Week 13
Cathedral Model vs Bazaar Model
According to Eric S. Raymond in his book The Cathedral and the Bazaar, free software development follows one of two different models: the cathedral model or the bazaar model.
In the cathedral model, the source code of a software is made available to the public after each release, but during development (between releases), the code is only available to some software developers. Examples of software whose development follows the cathedral model are GNU Emacs and GCC.
In the bazaar model, the source code of a software is always made available to the public, and unlike in the cathedral model, the code is developed by the public over the internet. Examples of software whose development follows the bazaar model are the Linux kernel and the project my team is working on, freeCodeCamp.

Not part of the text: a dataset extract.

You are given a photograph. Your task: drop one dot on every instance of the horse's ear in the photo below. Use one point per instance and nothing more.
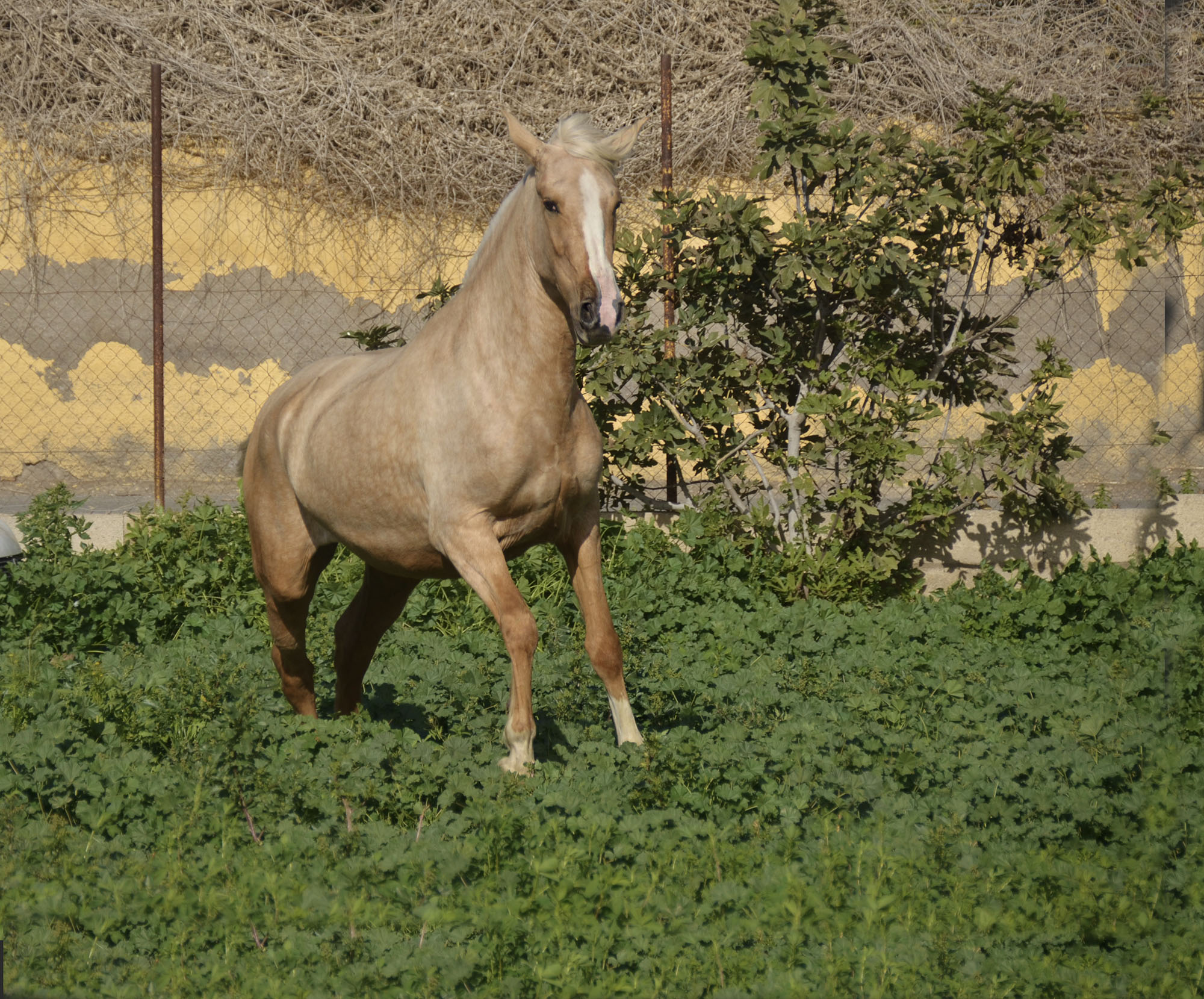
(520, 135)
(622, 142)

After having spent some time in the bazaar style of development, I personally prefer the bazaar model over the cathedral model. As Raymond states in his book, “given enough eyeballs, all bugs are shallow.” I completely agree with him on this - from personal experience, I’ve seen and reaped the benefits of having other people on a project find and fix bugs that I first missed when I wrote some code. It is also great to have multiple perspectives on a project because more ideas are generated that way (as the saying goes, “more heads are better than one”).

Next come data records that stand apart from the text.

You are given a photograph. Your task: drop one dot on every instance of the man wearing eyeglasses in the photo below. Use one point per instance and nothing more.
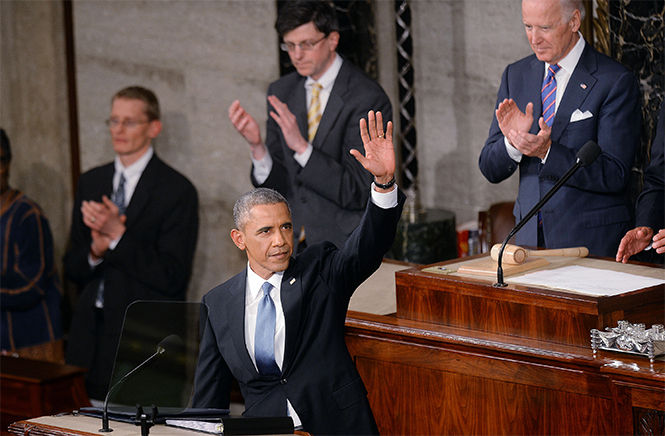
(133, 235)
(312, 124)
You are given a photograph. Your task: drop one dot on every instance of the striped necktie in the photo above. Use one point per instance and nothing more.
(548, 94)
(314, 112)
(264, 336)
(118, 197)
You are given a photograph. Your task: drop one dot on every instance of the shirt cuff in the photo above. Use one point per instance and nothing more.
(114, 243)
(261, 168)
(513, 153)
(303, 158)
(92, 262)
(385, 200)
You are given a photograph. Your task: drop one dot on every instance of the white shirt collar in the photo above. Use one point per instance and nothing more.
(569, 62)
(135, 169)
(254, 282)
(328, 78)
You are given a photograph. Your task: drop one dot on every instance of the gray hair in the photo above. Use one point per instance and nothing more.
(255, 197)
(568, 7)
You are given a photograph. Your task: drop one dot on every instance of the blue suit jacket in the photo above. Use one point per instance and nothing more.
(650, 209)
(327, 196)
(593, 208)
(318, 376)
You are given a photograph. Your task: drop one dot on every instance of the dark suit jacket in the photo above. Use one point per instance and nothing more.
(329, 194)
(318, 375)
(152, 261)
(651, 202)
(592, 208)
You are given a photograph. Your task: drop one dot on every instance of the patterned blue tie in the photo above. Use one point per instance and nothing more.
(118, 197)
(548, 94)
(264, 336)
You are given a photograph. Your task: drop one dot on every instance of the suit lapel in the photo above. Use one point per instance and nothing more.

Summary of course-related activity
Friday, April 26
No class.
Tuesday, April 30
We discussed advanced Git workflow techniques such as merging and rebasing, as well as collaboration workflow basics. We then started an activity to practice complex collaboration workflows on GitHub.
Contributions
I closed the pull request from last week (here) since it was open for about two weeks, and I already had more changes since then. I then created a new pull request (here) that combined those changes with the work from my previous pull request. Now I just have to wait and hope that my new pull request gets merged. Until then, I am planning on adding more JavaScript guide articles that are missing from freeCodeCamp.